If you use the free LINGQ and export your vocab items with Rikaisama into ANKI, you got basically the paid LINGQ with a perfectly configurable SRS.
Or you just read a lot and don't bother with SRS at all, and use Yomichan or Wakan.
It took me less than a minute to install LWT. I didn't install mecab, I jut use this. http://nihongo.dpwright.com/spaces/index.php
My only complaint is that I can't find a dictionary file I can easily import into it, because LWT only recognizes csv and tsv, and even that not very well. So someone will just have to write a program to convert EDICT-format or something like that to a csv that works. I might do it, but I'm not sure when I'll get around to it. I'll post it if I do.

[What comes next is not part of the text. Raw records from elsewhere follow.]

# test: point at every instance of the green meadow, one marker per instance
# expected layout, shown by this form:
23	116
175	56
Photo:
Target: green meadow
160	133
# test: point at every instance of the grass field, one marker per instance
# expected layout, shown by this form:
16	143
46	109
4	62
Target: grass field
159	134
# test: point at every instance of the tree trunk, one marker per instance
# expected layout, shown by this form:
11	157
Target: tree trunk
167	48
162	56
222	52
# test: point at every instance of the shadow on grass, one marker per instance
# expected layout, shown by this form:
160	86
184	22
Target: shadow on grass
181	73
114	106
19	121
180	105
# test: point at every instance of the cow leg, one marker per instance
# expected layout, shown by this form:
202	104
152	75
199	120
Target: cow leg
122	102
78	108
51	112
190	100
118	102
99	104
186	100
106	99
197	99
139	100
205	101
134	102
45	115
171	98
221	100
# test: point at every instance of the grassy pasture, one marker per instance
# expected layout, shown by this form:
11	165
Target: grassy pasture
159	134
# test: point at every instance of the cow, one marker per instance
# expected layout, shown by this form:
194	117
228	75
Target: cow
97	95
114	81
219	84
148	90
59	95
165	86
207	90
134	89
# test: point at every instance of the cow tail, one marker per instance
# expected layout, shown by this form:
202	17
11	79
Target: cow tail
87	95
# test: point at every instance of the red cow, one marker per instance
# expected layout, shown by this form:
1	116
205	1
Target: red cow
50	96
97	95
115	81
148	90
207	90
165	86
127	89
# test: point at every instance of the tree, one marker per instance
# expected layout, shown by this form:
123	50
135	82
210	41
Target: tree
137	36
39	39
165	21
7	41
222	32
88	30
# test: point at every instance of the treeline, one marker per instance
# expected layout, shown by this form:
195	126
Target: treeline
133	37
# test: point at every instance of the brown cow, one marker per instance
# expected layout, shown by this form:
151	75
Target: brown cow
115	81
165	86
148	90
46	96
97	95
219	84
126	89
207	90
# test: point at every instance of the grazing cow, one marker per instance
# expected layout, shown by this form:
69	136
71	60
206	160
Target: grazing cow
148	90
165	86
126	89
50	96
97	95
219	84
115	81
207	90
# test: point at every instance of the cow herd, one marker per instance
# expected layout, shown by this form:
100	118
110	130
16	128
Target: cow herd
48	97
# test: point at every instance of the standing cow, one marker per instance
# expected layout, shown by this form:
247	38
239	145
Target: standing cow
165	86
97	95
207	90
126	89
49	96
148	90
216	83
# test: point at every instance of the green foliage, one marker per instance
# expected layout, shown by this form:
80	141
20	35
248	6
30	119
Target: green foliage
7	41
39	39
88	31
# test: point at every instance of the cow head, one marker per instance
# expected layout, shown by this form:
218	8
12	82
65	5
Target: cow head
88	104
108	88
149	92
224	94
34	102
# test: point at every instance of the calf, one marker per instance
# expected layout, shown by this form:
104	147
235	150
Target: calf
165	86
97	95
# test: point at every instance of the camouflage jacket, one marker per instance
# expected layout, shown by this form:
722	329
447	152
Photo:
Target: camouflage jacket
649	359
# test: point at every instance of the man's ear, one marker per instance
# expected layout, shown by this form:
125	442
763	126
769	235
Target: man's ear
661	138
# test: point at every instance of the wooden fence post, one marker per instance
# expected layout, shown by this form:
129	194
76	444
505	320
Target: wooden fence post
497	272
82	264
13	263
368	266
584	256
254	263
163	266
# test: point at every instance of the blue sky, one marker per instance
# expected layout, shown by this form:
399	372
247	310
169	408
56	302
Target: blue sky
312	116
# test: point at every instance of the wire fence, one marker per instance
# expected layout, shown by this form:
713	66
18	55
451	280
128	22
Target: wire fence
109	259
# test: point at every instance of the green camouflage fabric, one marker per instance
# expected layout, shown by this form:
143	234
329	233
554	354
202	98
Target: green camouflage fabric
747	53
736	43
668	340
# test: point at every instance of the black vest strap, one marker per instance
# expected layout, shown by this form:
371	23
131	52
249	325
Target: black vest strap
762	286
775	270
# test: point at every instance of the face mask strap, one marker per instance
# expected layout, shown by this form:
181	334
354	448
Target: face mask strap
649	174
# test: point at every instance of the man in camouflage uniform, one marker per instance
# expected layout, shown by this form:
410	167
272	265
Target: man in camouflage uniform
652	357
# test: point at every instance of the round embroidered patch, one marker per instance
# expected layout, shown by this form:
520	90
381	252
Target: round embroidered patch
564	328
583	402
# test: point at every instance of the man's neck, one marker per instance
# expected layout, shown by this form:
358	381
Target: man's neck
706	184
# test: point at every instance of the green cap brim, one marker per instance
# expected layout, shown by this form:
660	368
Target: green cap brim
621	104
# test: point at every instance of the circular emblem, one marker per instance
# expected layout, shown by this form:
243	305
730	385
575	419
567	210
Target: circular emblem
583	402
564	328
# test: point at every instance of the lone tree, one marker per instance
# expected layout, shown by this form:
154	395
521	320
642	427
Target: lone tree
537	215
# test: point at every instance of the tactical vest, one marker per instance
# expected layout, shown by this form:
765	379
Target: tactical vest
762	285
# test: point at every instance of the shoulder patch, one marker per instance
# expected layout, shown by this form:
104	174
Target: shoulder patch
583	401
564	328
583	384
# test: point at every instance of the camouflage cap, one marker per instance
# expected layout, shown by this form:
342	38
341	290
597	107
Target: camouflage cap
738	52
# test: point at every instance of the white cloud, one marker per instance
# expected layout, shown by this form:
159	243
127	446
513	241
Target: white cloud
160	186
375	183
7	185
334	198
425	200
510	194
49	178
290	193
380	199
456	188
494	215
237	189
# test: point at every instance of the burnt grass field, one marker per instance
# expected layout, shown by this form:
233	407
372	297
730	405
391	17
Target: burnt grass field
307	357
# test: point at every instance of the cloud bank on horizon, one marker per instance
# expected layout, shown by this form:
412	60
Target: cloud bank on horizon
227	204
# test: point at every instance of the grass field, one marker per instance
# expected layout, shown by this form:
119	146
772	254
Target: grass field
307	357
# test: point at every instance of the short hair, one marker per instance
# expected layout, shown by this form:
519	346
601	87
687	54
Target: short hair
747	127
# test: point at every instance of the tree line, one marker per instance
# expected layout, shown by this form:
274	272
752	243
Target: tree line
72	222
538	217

Thought you could set up dictionary URLs in LWT somewhere. I used Wadoku.de when I tried it out.
Stansfield123 wrote:
RawToast wrote:
I guess that core extended deck with 17 or 27k entries? I don't think any of the text analysis files have translations.
I've found some JLPT (level 2 through 4) vocab files with about 6-7000 entries total. When I imported them, they barely made dent in my sample text (it was still full of unknown terms). How many more would a Core deck have?
I think a Core deck will leave you with the same problem. Core 6k is pretty close to N2 in vocabulary so I doubt you'll get any further -- unless you need all those business/politics terms!
I guess you should start with an edict dictionary file from here instead:
http://www.edrdg.org/jmdict/edict.html
Since the edit file is simply a specially formatted text file, it shouldn't be too difficult to change the separator. Notepad++ struggles with the size of the file, so I couldn't really get a look at how verbs are handled.
andikaze wrote:
Thought you could set up dictionary URLs in LWT somewhere. I used Wadoku.de when I tried it out.
You can. Not what I'm trying to do though. I'm trying to import a dict. file into the database itself, using the "import terms" feature.